It is the day after the Edinburgh Fringe has ended. The streets are deserted and quiet. Where once there were endless lines of flyer-pushers and inflatable purple cows, there is now silence and scaffolding. It feels an apt night for the lonely hollow soul music that is the forte of one of the final acts on this years Edge of the festival.
The Liquid Room stage seems to have been directly copied from an early eighties edition of Top of the Pops. Glaring white lights, a double bank of keyboards and, most telling of all, a small drum kit complete with synth pads. I’m half expecting A Flock of Seagulls to waltz on. But instead we get the self-effacing presence of Mercury nominated James Blake parking himself behind the artificial ivories, with a guitarist and drummer following shortly.
Signed to a major label and with a university degree in popular music, Blake could very much be taken as the pleasant Radio 2-friendly face of dubstep. But with an intro of pastoral electronica worthy of legendary German composer Roedelius which then segues into clusters of Blake’s own digitally chopped and screwed vocals, it’s clear Blake is worthy of the critical praise that has come his way. In fact, he could almost be seen as taking the urban melancholic introspection of Nick Drake and transposing it onto 21st century musical idioms.

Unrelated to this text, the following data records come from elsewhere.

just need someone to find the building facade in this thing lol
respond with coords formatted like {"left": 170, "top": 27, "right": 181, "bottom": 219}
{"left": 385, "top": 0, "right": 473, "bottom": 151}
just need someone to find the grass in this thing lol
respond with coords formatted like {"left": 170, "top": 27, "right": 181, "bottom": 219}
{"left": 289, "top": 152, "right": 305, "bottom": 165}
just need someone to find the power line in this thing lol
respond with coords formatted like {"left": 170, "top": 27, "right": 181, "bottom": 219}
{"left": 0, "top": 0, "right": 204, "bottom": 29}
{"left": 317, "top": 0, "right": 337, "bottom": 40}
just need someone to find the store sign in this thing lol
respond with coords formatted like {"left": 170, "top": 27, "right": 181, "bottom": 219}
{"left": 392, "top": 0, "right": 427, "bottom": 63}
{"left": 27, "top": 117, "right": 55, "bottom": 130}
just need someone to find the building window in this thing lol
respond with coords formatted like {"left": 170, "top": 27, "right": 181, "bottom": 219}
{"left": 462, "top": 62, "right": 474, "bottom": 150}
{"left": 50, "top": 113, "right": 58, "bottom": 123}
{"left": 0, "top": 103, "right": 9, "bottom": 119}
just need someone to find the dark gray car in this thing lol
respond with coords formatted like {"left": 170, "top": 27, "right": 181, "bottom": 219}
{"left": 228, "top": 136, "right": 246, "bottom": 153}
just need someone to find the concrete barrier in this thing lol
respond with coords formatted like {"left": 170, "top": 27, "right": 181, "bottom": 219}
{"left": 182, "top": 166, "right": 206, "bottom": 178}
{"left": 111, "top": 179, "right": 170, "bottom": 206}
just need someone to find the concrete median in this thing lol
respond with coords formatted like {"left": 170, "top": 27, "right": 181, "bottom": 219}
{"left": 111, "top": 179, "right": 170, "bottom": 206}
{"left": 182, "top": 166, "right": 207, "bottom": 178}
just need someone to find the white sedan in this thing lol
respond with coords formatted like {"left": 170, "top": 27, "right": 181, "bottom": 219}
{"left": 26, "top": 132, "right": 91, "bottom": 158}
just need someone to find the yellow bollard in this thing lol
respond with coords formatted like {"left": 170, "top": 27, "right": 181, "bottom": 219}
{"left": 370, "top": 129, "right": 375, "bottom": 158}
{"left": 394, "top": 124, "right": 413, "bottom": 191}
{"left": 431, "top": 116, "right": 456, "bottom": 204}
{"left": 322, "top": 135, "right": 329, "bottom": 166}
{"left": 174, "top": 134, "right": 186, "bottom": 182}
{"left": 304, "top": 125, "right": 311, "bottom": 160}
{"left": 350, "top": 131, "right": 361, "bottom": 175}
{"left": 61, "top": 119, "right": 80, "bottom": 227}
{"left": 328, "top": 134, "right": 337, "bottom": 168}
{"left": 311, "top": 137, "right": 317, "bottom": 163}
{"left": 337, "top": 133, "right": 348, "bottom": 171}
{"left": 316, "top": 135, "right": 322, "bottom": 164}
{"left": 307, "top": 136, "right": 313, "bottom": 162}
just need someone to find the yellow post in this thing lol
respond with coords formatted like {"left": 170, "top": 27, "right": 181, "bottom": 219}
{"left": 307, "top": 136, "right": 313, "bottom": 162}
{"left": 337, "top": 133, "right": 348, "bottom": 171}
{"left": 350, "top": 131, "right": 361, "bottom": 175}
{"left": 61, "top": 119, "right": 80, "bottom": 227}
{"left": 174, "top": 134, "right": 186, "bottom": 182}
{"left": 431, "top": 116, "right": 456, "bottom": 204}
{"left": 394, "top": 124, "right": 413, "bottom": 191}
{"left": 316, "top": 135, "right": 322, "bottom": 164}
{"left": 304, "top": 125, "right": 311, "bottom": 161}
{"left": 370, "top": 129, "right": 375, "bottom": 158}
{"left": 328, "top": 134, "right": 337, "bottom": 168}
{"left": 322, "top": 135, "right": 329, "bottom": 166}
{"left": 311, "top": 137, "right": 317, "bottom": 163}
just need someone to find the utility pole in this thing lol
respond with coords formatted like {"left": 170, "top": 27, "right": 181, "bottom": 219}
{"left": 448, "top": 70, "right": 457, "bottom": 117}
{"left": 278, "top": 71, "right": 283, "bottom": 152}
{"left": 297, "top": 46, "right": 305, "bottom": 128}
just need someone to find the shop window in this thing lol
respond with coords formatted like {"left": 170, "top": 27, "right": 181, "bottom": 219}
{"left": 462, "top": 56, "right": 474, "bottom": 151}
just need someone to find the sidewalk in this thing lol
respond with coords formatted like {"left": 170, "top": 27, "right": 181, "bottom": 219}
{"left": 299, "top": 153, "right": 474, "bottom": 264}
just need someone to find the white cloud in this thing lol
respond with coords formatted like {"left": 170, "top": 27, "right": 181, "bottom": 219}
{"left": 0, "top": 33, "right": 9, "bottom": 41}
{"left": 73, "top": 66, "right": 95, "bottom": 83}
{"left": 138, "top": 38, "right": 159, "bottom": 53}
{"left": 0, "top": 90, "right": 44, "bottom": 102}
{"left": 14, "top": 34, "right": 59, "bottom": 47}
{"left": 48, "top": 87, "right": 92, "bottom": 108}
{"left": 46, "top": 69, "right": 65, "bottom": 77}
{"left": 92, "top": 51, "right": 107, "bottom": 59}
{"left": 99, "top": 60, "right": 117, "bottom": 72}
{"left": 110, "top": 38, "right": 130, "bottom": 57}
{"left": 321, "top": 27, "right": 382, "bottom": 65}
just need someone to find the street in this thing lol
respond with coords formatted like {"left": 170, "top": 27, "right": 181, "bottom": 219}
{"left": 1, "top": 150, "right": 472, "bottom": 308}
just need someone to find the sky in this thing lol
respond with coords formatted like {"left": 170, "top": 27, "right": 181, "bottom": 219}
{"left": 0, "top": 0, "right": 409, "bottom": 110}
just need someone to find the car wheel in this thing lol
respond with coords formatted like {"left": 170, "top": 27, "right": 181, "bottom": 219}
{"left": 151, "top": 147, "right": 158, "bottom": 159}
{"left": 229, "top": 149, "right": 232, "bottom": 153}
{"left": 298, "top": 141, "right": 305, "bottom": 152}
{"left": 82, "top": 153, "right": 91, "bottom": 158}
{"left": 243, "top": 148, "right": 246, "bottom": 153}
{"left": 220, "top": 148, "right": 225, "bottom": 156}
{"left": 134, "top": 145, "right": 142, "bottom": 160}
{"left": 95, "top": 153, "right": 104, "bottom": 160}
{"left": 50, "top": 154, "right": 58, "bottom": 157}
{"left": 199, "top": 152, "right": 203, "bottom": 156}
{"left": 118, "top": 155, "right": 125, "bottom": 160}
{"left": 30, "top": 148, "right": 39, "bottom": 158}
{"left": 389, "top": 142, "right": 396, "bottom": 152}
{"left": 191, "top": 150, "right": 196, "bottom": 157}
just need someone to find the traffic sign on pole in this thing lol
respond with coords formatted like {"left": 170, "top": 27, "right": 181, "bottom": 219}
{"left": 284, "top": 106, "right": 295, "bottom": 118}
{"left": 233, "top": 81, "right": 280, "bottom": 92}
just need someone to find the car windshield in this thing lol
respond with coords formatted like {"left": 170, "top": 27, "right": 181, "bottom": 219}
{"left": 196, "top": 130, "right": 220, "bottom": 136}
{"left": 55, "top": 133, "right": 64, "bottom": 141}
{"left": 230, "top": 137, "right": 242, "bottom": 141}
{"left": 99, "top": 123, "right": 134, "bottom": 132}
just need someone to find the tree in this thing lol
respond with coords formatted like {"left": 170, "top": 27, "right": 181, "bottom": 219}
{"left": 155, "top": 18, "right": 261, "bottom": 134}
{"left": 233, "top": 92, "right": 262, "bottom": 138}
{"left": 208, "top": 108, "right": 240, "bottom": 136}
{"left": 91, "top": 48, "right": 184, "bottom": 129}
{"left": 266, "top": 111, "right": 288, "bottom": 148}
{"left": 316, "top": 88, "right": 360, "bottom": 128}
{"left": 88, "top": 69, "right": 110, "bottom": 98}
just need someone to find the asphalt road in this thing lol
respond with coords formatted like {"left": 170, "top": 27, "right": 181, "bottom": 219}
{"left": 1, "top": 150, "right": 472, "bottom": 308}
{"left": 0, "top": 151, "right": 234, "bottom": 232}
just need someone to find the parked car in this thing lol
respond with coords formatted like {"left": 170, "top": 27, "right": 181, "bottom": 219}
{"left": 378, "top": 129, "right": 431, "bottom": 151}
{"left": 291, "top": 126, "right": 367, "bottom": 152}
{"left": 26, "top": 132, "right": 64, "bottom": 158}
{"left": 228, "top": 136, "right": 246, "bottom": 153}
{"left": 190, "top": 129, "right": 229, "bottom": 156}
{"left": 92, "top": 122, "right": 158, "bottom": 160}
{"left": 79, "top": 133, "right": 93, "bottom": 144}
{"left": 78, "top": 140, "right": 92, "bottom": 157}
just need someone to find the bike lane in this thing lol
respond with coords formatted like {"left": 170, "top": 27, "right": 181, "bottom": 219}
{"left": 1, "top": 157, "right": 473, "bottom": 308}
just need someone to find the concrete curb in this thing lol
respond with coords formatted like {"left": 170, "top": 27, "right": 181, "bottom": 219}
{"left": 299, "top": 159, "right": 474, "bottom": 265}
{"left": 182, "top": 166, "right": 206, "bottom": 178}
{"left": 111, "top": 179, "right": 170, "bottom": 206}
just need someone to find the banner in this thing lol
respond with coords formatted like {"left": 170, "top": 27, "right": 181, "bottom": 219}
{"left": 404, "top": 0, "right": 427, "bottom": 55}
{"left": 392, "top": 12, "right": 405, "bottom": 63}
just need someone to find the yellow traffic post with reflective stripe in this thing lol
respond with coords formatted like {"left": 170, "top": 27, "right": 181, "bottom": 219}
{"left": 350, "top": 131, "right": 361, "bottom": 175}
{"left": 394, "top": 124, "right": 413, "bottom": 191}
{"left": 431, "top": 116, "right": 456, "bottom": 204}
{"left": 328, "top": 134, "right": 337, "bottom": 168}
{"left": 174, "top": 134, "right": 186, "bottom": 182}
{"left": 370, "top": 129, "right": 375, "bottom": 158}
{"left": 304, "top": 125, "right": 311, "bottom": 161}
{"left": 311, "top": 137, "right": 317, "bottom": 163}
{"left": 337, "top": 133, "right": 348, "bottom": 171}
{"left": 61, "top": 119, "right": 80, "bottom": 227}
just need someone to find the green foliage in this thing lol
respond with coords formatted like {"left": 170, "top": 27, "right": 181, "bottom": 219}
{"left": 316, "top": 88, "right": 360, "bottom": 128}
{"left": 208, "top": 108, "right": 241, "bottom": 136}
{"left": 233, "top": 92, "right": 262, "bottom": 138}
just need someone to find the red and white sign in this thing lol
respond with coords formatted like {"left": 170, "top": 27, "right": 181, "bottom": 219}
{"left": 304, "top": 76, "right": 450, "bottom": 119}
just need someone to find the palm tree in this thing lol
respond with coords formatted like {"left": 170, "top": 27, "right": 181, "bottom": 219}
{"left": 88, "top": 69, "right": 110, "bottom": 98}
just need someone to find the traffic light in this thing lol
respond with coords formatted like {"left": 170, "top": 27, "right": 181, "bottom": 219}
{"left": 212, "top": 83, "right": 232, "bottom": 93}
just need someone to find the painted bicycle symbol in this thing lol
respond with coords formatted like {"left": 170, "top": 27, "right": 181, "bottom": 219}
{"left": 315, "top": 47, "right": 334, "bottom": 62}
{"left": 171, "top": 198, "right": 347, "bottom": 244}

Much of tonight’s short set (“We actually don’t have that much music”, confesses Blake) is taken from his self-titled album released earlier this year and is resolutely hauntingly downbeat, music for late night buses driving down rain-soaked streets. But a couple of instrumental numbers raise the tempo markedly, complete with colossal bass detonations which severely test the Liquid Room’s sound system.
It’s at these moments that tonight really takes off, as Blake howls wordless vocals atop the rush and momentum of beats and bass. Multi-hued lights strafe the audience and the singer-songwriter noose is removed from Blake’s neck as the energised crowd is gleefully pulverised by sound.